The alpha release async download feature uses a new engine to improve the reliability and completeness of async downloads. It also allows Pivot to retrieve data from deep storage.

Once Imply has enabled the feature for you:

  1. Click the Download data icon in a data cube. The default dialog allows you to use the Standard download.

  2. To use the async download feature, click Use async download to display the following dialog:

    Alpha async download

    Complete the following fields, then click Prepare data:

    • File name: A name for the downloaded file.
    • Max rows to download: Maximum number of downloaded rows.
    • Format: You can download the data as a CSV, TSV, or JSON file.
    • Numerical cell formatting: Apply formatting to numerical cells in the download. You can configure the number of decimal places in the measure formatting. For example, if the default is 24433:
      • Decimal formatting: 24,433
      • Abbreviations: 24.43k
    • Include 'overalls' in download: Include a sum of all rows in the download.
    • Include metadata in download: Include metadata such as the data cube name, table name, and filter details.
  3. Once you click Prepare data, leave the browser open until the download is complete. You can continue using Pivot in the meantime.

Download old file version

If you prefer, you can click Download old file version to access the standard download option.

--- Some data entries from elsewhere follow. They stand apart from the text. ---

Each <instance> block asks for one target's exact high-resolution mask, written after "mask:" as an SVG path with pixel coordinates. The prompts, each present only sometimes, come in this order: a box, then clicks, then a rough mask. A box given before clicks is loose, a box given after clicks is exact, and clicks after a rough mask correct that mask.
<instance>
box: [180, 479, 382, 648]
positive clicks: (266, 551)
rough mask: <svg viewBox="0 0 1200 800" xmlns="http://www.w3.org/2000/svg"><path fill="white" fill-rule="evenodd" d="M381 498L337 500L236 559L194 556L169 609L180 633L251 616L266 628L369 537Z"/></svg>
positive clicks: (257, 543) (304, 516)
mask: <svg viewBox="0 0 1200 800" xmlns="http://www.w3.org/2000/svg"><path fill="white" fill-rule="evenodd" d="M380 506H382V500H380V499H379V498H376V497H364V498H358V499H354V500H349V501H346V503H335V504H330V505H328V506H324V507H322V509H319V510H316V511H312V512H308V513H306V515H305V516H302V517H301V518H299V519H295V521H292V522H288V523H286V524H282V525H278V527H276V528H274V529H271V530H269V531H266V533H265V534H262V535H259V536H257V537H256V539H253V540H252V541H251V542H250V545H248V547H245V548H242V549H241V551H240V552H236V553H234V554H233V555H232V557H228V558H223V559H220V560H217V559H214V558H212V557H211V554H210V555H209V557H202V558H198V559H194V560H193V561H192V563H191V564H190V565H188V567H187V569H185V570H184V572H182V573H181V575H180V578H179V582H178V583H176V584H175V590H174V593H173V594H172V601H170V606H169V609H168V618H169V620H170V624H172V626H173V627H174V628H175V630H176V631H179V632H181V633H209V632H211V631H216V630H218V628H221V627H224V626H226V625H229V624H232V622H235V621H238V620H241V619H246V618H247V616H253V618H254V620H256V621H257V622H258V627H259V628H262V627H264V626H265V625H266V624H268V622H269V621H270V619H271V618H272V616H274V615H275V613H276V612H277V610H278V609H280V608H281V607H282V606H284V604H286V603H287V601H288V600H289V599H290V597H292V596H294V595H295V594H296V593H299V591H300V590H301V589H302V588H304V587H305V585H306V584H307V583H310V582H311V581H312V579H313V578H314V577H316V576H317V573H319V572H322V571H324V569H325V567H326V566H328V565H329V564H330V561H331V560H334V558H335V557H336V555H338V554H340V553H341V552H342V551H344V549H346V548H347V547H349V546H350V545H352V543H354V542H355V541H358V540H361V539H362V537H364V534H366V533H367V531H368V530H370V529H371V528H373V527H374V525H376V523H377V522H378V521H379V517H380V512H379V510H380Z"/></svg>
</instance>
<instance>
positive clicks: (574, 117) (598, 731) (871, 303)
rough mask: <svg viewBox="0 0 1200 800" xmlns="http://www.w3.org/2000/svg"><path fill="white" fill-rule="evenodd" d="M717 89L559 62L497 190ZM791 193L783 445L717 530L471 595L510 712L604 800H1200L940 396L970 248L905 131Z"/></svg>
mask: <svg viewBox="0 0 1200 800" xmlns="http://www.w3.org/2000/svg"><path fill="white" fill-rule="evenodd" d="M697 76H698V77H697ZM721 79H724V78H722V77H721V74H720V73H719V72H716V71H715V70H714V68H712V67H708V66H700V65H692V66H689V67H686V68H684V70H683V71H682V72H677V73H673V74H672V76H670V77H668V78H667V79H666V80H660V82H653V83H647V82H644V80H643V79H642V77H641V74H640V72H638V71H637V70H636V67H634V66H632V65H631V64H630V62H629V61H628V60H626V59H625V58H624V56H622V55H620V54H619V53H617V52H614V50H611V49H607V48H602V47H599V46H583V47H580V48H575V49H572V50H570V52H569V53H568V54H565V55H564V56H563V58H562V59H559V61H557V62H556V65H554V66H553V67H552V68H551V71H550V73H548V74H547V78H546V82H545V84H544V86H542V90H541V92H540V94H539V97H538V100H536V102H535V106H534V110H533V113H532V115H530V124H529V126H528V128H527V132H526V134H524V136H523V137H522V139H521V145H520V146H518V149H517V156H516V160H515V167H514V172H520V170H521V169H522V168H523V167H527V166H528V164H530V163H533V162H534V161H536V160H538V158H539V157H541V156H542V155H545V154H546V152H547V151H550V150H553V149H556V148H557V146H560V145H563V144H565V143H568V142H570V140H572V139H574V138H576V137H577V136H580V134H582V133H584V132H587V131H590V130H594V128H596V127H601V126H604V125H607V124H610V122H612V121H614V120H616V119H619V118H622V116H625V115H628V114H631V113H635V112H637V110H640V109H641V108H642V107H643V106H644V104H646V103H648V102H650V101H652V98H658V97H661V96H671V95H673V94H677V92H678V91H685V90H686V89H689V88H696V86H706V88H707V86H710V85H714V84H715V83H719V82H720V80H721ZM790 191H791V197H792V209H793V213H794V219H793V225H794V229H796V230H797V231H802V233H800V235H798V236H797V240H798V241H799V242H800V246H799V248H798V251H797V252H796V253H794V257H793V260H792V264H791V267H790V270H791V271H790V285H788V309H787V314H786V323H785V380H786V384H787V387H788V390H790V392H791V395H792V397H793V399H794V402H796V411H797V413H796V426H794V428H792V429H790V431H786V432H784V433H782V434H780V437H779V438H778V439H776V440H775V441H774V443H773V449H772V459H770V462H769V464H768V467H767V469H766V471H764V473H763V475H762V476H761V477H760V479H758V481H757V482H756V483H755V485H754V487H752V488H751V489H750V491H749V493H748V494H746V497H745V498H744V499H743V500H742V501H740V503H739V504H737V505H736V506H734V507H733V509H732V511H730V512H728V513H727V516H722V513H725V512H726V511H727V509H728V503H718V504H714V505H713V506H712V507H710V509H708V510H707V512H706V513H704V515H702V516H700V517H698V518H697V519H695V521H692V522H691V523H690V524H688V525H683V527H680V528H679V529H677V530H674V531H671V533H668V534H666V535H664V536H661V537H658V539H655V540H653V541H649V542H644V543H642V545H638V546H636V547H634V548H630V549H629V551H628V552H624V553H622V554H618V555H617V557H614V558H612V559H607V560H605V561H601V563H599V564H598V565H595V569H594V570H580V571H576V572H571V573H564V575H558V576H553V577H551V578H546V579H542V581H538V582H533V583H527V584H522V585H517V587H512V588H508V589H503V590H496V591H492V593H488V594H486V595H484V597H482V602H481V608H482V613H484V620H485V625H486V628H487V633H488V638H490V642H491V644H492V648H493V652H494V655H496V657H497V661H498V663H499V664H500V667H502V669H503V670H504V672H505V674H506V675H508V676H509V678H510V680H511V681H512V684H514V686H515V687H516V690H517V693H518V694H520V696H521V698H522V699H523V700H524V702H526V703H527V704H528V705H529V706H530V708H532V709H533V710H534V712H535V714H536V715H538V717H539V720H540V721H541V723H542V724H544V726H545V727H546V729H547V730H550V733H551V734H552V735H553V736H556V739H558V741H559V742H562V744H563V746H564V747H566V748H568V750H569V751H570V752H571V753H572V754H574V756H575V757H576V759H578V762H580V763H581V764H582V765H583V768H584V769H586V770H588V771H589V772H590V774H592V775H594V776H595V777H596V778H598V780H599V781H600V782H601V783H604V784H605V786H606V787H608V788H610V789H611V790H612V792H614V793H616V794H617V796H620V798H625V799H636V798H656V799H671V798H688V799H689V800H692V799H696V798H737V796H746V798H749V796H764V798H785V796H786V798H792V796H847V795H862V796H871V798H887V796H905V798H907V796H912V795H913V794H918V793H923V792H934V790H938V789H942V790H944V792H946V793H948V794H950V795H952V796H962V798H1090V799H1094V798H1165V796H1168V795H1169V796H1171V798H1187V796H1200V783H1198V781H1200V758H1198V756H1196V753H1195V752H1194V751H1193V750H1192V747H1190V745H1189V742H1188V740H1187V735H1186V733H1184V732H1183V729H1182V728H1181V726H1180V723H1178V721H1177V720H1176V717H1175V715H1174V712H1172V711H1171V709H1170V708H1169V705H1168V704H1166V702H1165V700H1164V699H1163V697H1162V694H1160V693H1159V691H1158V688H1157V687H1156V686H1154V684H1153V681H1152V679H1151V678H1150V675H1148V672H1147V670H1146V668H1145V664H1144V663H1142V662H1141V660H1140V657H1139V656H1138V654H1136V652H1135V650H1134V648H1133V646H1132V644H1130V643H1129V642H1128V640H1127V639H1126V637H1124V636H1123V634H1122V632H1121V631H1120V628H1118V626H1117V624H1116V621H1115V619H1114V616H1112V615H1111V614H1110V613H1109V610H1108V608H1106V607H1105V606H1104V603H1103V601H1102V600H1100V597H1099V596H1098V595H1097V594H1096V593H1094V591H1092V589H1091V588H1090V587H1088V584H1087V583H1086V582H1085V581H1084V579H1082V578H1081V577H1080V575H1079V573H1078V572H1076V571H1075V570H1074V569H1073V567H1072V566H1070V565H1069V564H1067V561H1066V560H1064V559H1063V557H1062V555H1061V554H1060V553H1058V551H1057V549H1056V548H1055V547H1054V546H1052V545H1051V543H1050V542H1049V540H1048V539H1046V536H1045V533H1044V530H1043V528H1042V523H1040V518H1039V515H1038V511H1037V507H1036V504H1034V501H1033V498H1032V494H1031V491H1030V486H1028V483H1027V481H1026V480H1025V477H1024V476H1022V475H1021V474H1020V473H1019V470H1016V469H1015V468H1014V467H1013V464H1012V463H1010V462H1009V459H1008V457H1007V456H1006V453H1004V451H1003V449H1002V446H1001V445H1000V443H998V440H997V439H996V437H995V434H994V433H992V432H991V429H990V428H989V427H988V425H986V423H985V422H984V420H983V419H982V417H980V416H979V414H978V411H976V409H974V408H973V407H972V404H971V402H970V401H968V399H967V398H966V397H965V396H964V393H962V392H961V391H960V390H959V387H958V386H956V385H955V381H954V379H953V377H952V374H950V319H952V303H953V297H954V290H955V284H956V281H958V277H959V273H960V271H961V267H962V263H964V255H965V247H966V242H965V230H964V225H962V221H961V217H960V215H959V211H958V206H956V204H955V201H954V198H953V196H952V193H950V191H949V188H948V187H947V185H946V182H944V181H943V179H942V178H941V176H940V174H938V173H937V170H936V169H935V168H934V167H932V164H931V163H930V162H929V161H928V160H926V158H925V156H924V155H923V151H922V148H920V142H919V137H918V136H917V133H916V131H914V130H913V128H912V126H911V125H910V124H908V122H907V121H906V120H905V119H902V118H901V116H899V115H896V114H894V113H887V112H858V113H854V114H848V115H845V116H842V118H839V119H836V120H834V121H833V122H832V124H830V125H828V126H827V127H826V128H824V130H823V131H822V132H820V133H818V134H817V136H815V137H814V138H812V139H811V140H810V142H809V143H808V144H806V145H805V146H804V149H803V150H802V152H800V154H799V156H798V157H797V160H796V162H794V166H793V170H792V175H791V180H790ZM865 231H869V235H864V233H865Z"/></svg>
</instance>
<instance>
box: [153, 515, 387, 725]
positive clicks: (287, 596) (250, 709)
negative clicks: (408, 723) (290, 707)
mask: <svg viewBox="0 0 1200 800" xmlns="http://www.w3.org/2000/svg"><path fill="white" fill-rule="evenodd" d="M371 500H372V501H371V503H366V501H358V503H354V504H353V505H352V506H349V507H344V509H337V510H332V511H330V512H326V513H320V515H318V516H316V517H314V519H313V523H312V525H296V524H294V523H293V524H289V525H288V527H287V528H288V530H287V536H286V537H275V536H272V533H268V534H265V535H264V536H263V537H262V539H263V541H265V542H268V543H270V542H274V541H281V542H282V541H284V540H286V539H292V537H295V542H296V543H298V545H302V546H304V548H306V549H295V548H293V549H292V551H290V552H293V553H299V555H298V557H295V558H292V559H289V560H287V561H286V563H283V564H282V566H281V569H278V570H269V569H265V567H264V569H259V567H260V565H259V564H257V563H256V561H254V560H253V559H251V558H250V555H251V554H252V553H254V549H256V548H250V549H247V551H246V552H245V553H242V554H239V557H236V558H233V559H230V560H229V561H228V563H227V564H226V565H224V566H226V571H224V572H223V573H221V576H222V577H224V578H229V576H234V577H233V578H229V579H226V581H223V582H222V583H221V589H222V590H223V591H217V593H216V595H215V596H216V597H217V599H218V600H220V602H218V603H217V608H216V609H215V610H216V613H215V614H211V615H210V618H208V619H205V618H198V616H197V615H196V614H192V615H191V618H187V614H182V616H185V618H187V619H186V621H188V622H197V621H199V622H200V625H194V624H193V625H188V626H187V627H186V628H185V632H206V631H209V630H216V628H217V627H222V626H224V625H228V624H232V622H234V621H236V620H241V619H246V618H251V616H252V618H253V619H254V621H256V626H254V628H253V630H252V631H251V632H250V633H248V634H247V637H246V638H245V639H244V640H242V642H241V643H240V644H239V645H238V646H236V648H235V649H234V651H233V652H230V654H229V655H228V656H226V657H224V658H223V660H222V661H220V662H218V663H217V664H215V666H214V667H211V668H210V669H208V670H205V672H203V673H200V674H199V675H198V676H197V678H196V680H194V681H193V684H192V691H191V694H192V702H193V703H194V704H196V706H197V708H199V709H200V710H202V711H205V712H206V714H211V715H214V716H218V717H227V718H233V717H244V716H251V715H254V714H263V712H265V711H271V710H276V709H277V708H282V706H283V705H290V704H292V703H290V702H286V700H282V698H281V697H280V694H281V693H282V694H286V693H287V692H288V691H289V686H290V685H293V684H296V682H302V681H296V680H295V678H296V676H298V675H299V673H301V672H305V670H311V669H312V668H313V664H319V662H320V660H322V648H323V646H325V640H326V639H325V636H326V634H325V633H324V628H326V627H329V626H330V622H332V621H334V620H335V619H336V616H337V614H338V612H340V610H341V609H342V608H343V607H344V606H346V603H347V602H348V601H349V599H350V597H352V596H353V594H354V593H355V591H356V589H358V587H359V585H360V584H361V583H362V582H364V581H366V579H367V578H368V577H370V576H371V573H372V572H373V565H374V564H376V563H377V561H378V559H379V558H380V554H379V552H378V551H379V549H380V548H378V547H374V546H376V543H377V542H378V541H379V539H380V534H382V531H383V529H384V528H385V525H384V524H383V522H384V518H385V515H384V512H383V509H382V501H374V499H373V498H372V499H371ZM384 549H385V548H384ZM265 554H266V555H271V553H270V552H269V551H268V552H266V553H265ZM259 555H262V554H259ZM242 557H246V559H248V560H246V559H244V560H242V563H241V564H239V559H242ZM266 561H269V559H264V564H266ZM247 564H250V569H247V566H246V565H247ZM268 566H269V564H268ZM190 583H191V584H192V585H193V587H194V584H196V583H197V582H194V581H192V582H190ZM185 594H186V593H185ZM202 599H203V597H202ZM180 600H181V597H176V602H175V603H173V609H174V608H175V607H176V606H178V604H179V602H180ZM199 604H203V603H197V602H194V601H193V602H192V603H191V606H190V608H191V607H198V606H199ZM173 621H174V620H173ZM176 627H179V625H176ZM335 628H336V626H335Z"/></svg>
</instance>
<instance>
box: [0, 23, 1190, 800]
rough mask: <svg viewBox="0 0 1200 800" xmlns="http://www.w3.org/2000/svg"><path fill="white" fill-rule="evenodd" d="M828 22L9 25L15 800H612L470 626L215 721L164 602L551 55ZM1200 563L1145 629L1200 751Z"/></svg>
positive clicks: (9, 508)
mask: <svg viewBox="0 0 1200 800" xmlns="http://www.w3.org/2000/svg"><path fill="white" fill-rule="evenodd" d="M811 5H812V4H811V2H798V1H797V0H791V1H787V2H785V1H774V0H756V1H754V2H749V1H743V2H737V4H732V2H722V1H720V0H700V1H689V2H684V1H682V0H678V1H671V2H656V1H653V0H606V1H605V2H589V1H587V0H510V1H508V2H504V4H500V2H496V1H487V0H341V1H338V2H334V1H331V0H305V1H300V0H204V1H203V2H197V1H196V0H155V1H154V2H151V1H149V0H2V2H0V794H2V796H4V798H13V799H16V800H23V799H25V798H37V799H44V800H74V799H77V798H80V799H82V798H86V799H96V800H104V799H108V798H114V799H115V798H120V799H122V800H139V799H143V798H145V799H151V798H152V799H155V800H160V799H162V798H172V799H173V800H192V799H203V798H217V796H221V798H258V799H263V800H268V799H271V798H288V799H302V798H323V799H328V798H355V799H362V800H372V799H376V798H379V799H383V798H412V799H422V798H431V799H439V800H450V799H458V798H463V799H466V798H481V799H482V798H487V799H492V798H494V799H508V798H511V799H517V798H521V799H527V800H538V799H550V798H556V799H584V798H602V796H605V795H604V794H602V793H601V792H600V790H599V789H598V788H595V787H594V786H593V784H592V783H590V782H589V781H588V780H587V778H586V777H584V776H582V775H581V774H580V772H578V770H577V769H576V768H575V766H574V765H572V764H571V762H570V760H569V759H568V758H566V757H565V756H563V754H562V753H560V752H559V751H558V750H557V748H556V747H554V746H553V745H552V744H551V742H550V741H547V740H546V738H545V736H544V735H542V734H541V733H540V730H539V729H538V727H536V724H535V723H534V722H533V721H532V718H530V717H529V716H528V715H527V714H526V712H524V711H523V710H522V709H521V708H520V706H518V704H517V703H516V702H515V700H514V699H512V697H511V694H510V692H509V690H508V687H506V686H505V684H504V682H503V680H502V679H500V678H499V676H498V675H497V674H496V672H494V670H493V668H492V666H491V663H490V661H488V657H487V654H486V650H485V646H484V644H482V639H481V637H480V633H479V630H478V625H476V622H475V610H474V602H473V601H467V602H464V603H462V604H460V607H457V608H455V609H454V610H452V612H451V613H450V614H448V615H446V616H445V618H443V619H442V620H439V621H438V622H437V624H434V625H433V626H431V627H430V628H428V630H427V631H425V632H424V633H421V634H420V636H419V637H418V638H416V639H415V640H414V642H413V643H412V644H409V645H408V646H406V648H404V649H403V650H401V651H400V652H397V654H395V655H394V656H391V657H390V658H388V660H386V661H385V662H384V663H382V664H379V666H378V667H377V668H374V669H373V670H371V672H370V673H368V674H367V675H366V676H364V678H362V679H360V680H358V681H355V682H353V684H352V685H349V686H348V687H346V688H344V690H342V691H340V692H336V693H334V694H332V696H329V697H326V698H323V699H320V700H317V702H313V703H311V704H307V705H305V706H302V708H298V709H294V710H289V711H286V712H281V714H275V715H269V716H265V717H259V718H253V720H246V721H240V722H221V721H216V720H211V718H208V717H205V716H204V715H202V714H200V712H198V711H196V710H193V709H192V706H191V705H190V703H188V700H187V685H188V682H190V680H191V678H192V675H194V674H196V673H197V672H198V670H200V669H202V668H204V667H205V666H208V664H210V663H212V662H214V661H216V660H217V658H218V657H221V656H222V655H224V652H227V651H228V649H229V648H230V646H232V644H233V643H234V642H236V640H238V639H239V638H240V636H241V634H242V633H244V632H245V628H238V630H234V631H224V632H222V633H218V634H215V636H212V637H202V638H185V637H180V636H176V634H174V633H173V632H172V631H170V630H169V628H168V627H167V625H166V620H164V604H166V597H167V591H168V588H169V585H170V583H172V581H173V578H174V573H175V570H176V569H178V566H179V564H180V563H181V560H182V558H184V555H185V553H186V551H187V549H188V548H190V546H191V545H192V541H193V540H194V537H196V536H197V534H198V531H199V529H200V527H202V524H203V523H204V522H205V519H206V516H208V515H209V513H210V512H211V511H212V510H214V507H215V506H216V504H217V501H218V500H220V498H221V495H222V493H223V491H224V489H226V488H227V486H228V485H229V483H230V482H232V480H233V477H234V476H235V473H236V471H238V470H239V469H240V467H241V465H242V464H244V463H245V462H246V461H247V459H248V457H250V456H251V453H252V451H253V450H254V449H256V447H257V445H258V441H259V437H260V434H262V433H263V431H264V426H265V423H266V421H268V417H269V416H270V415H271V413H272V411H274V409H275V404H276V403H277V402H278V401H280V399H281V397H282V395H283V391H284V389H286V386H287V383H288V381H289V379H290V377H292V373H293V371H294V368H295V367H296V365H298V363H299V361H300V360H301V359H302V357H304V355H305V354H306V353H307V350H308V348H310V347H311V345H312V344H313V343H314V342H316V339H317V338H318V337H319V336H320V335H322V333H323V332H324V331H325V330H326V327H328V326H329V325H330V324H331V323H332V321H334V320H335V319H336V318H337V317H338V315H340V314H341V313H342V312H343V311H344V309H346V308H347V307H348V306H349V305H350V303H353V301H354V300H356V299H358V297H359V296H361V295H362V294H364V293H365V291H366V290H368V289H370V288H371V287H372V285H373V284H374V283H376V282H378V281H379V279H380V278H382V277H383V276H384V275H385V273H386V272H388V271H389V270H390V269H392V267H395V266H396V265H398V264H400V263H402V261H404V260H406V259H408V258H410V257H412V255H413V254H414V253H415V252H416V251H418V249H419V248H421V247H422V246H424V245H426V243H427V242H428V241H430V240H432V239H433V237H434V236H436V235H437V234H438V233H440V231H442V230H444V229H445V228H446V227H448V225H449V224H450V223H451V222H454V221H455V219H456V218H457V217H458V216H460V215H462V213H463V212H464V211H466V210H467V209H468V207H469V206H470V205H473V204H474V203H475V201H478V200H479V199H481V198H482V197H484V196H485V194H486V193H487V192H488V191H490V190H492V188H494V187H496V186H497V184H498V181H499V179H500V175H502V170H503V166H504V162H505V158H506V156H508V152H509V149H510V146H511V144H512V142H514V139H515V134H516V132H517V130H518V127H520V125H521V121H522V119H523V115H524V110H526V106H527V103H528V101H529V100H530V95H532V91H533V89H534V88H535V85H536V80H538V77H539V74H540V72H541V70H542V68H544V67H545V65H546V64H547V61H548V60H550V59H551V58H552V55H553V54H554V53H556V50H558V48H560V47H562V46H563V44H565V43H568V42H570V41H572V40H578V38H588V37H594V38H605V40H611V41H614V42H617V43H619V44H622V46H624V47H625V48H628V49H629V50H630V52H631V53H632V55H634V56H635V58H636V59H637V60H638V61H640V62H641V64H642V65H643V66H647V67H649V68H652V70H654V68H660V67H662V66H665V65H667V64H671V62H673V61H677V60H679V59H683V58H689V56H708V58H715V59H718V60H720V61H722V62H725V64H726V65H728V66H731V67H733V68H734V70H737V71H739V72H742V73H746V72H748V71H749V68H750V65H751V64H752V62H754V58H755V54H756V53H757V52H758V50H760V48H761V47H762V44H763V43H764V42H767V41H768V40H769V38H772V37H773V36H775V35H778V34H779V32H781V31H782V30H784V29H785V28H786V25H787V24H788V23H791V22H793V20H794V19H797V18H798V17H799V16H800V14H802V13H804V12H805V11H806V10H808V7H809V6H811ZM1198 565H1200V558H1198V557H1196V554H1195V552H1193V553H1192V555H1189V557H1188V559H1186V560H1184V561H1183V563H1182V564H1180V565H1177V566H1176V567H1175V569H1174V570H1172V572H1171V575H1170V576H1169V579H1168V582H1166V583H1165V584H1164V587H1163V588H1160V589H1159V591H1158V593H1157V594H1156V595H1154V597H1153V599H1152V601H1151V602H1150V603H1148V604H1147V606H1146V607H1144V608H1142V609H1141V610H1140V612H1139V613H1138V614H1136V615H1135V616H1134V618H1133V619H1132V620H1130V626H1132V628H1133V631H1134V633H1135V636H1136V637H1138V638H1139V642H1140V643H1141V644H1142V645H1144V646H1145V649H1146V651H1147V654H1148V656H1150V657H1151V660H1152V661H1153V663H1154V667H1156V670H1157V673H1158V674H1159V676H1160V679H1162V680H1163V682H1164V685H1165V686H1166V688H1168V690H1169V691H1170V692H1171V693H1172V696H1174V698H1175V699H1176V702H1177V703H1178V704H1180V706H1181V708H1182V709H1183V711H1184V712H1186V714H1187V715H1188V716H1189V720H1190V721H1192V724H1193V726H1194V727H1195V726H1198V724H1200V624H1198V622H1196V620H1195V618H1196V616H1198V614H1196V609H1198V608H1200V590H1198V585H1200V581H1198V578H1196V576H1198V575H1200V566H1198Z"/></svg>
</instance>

The standard download doesn't include formatting or metadata, and excludes any data saved to deep storage. It can be a quicker option for small data sets.

Data from deep storage

The alpha async download feature allows you to download data from deep storage.

Data cubes and visualizations don't display data that's only in deep storage, so you may notice a discrepancy between your displayed and downloaded data.

To restrict your download to recent data, apply a time limit or another limit to prevent Pivot from querying from deep storage.

Feature limitations

The following limitations apply to the alpha asynchronous downloads feature:

  • XLSX file format isn't supported.
  • A sort order applied to the data cube view doesn't apply to the downloaded data.
  • If a data cube contains functions not supported by SQL-based ingestion, you can't download data from the data cube.
  • Percent of parent measure transformations aren't supported. If your data cube contains a percent of parent measure transformation, the async download fails silently.

Imply requires sufficient capacity for all ingestion-related tasks, as well as the tasks it requires for each concurrent download. You must plan for the additional capacity required for downloads, to prevent high processing times for ingestion jobs. See Capacity planning for more information.

Hybrid customers can emply a worker select strategy with an affinityConfig property to improve load distribution.